I had the opportunity to participate in Entrepreneurship @ Cornell last week. Besides it being enjoyable to get back to campus after a 15-year hiatus, I left feeling inspired by the people I met. This included my fellow speakers, attendees, the faculty and most importantly the Cornell students. Anyone worried about the state of America today and the next generation of leaders need only spend a week like mine to gain a renewed sense of optimism. More than anything, the drive to create new enterprises to solve new and old problems with innovative approaches and the sense that “no one can stop me” I got from so many individuals was gratifying. Cornell seems to be doing a better job than most university systems in coordinating across the various schools to support and encourage entrepreneurship. As Director of Entrepreneurship @ Cornell, Zach Shulman said, “I have 13 bosses. I report to all 13 Deans and they all support our activities.” The ability to cut across schools as diverse as Agricultural, Business, Hotel, Engineering, Industrial & Labor Relations, Law and support would be entrepreneurs regardless of their chosen field is powerful.
Jay Walker ‘77, a keynote and founder of Priceline.com and Walker Digital put the entrepreneurial bug in perspective by calling it a “disease”. Do you have it? If you do, you can’t get rid of it. He also made a great point that you don’t build a company with a group of people who ALL have the disease. That would not be successful. You need a team that can build processes, and get things done. That certainly fits my experience. As I said to some of the classes, we are glorifying the entrepreneur this week and it is a great thing. However, one does not build a business with all entrepreneurs. One builds a business with a team of people with complimentary skills and ability to execute. Every visionary who can articulate the future and see what no one else sees, needs someone pulling back asking the questions: that sounds great, but how do we DO that? What needs to be in place to make it work? What about these problems? One must have a balance and the how do you actually do what is being proposed way of thinking is critical.
Jay went on to identify 10 ‘superforces’ – Jay Walker shares 10 ‘superforces’ of the business future. At the opening night banquet, the superstar Mayor of Ithaca, Svante Myrick addressed the group. Mayor Myrick is truly a remarkable leader. He called all entrepreneurs the “annoying” people without whom, nothing would change. When I commented to Jay Walker that I’d like to see Mayor Myrick in higher office, he said something with which I immediately agreed… “We need fresh leadership doing good things at the local level. Let him do that now.” In the excitement for how good I think he is and his potential on a larger stage, its easy to forget that we need a whole bunch of Svante Myricks doing exactly what he is doing locally in this country. The Mayor and I got into a little twitter exchange after his talk above.

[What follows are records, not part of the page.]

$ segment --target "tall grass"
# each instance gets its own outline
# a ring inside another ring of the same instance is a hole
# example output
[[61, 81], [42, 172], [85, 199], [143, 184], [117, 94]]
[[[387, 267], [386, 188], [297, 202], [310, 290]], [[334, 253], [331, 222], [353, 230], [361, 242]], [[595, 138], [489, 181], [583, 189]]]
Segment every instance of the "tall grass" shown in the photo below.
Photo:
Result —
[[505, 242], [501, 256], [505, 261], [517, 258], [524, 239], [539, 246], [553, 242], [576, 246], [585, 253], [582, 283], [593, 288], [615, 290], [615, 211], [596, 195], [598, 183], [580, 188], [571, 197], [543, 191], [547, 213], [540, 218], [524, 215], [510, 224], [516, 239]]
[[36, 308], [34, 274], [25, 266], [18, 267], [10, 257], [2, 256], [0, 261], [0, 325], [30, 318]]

Leading into the celebration, I had the privilege of participating on the CHR Technology Entrepreneurship Roundtable at the Cornell Hotel School. This roundtable was of the highest caliber and I really enjoyed learning from and debating the latest developments in hospitality and how technology is affecting everyone’s businesses. There are several people I met through the roundtable with whom I will remain friends far into the future. I presented the case for why today is better than any other time for new brands to reach their audience, which led the group to a discussion of the asynchronistic nature of startup/new brands vs large established brands. This applies to hotels and to beverage brands. The bottom line is using today’s technology, a new brand can communicate with its core following or “Tribe” directly, something that in the past was nearly impossible or cost prohibitive to do. Larger established brands have a much harder time competing at that level and by their very definition, cannot micro market as easily.
I also really enjoyed sharing stories of our entrepreneurial journey on the CEN panel on Friday with Panelists:
Jamey Edwards ’96, MBA ’03, CEO, Emergent Medical Associates
Carl Forsythe MBA ’82, President & CEO, Globe Composite Solutions
Smoke Wallin ‘88, CEO, Taliera
Jamey and Carl both brought great perspectives as we took turns telling stories and engaging with the audience.
The Pillsbury Institute for Hospitality Entrepreneurship hosted two panel/socials that promoted a group of entrepreneurs interacting with students. Both of these were a lot of fun as I enjoyed the panels and students!
Finally, I’ve had a half dozen follow up calls and discussions with student entrepreneurs since last week. These folks are pushing ahead with their various new ventures and represent the future of our country. I am pleased that I can play a small role in giving them input/guidance on their respective journeys.